Ray's musings and humor

Let’s Get Happy

Ray’s Daily

January 20, 2021

http://rats-daily.com

Forget your troubles and just get happy.

Ted Koehler

I think one of the best revelations in ones life is that most of the things that bother us are not worth agonizing over. The difficulty is that we often place too much importance on our problems and let them linger. I have learned that if there are events in my life that I can’t change there is little use in letting them get me down.

It is not easy to forget your troubles but hanging on to their memories just makes things worse. The following story reminds us that we must tend to our mental garden if we are going to maximize our happiness.

Isn’t it amazing how you never have to water your weeds or nurture them and they still give you an unwanted crop? I can remember as a young boy growing up in Santa Cruz, California my grandfather showed me how to dig up this pesky weed called Bermuda grass. It was terrible stuff and it would really spread if you didn’t get it out by the roots.

That was then. But more recently when my wife and I bought our first home about 8 years ago; guess what I had to deal with? If you said weeds, you are correct. There was this certain patch of weeds that was similar to the Bermuda grass. In other words, just as invasive.

After getting the inside of our home settled, it was time to work on the outside. On my hands and knees I vigorously attacked the weeds with a small hand trowel getting each one out by the roots. Spring after, spring that was my ritual.

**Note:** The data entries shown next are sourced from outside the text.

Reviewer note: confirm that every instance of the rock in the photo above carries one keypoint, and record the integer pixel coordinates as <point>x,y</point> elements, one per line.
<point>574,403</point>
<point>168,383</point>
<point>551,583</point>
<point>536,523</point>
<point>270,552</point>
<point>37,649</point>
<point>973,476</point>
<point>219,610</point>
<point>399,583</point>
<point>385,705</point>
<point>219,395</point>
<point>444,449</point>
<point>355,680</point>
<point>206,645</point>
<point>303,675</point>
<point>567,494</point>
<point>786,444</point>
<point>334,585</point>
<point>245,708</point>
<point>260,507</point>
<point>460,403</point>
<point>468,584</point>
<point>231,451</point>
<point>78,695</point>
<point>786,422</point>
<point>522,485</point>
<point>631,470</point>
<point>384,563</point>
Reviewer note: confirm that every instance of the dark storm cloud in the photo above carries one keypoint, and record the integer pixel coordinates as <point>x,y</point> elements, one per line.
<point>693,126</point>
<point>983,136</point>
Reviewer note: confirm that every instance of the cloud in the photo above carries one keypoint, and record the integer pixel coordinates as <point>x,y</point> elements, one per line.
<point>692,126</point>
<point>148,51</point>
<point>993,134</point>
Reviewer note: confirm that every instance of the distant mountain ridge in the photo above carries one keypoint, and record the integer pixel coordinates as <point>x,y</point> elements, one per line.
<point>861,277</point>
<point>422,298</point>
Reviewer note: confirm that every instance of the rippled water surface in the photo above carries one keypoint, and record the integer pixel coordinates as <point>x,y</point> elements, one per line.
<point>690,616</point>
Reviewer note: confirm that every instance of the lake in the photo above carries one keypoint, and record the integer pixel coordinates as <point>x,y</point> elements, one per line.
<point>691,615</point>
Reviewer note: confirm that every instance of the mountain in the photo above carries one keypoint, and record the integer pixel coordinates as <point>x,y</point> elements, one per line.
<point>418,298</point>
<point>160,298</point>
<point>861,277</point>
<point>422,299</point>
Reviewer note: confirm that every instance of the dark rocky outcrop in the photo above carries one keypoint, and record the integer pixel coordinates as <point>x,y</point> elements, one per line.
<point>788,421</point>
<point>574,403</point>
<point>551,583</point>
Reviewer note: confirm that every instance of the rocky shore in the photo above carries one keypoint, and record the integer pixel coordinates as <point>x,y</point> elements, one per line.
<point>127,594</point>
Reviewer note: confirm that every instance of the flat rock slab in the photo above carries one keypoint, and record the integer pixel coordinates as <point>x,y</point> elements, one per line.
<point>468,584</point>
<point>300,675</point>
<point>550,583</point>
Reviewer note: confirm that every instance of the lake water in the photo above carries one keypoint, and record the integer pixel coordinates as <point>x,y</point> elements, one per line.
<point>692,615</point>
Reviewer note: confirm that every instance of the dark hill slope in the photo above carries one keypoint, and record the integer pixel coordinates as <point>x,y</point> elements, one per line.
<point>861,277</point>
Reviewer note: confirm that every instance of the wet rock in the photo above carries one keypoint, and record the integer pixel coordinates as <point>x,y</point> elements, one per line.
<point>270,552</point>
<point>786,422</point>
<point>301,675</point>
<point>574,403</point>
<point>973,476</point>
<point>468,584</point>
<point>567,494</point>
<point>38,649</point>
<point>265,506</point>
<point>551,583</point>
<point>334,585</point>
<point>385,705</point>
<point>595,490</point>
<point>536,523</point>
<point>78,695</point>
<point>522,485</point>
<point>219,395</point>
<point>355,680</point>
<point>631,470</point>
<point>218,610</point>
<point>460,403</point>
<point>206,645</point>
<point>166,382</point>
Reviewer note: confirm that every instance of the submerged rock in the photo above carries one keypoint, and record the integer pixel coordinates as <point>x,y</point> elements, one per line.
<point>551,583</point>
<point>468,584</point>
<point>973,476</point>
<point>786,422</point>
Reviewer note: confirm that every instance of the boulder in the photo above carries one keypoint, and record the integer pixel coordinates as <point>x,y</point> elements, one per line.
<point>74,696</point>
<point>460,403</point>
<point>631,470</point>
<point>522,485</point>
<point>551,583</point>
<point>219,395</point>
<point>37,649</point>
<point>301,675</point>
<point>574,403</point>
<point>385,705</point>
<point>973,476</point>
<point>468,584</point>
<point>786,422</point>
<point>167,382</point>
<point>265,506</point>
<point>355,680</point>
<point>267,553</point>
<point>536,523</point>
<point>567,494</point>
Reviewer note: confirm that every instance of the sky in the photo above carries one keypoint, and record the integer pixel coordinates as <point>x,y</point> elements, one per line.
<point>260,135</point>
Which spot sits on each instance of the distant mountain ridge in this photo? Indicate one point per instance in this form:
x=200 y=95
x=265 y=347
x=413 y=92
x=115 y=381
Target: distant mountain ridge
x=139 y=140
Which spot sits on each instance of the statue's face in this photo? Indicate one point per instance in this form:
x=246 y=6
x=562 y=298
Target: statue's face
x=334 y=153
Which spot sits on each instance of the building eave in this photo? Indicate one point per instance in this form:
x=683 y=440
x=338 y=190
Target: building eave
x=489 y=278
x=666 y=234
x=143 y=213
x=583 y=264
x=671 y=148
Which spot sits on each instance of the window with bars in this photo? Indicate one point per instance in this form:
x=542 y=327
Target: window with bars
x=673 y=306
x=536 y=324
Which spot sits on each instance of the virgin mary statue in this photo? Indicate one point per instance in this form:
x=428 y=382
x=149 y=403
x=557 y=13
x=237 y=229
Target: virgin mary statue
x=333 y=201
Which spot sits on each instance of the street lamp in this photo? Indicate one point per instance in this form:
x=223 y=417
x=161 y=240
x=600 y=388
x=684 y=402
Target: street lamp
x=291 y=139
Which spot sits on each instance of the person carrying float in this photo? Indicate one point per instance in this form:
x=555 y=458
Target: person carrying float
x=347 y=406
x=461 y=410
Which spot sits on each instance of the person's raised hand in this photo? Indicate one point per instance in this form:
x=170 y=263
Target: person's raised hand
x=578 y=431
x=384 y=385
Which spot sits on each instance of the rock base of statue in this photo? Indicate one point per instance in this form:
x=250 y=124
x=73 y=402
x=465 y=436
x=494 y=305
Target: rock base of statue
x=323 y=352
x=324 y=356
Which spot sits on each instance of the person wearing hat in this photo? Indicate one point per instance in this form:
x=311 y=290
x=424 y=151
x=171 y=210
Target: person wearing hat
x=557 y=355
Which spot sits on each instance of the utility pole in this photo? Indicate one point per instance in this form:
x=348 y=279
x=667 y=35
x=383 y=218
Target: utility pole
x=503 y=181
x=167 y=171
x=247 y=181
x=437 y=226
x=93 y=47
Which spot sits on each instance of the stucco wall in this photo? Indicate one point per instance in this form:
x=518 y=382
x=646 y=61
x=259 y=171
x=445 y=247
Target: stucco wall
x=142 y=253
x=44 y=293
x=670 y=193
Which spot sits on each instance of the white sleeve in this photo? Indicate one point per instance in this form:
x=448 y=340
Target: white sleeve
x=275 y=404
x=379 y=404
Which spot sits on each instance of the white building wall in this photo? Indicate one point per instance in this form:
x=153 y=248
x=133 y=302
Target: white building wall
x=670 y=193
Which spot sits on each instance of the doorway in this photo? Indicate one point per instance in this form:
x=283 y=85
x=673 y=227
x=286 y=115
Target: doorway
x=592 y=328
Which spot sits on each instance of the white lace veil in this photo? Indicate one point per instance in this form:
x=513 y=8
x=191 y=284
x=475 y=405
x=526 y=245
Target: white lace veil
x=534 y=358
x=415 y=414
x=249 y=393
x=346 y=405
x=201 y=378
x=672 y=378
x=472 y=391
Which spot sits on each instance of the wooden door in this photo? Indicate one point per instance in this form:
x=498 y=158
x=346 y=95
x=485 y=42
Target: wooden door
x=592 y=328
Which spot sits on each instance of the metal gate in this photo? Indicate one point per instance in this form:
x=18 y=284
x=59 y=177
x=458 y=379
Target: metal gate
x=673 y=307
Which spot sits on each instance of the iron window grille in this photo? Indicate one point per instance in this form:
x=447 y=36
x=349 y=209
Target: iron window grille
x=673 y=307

Just this Spring I realized that one particular weed was no longer prevalent but another one was in full force. So again, I got down on my hands and knees and got to work ridding them from my yard. When I was finished, my yard was better off.

What hidden message is this true story purveying? Sometimes our life can be oh so similar. Yes, we all have weeds in our life. These weeds can be challenges, setbacks, negative beliefs, or naysayers, and the list can go on and on.

The solution is when dealing with these weeds of life is to get to the root of it and remove them one by one and eventually you will conquer this round. And when another crop of weeds shows up, deal with them directly before they spread, because now that you know what to do with them by getting to the root of it, it will give you more courage and wisdom the next time a problem crops up.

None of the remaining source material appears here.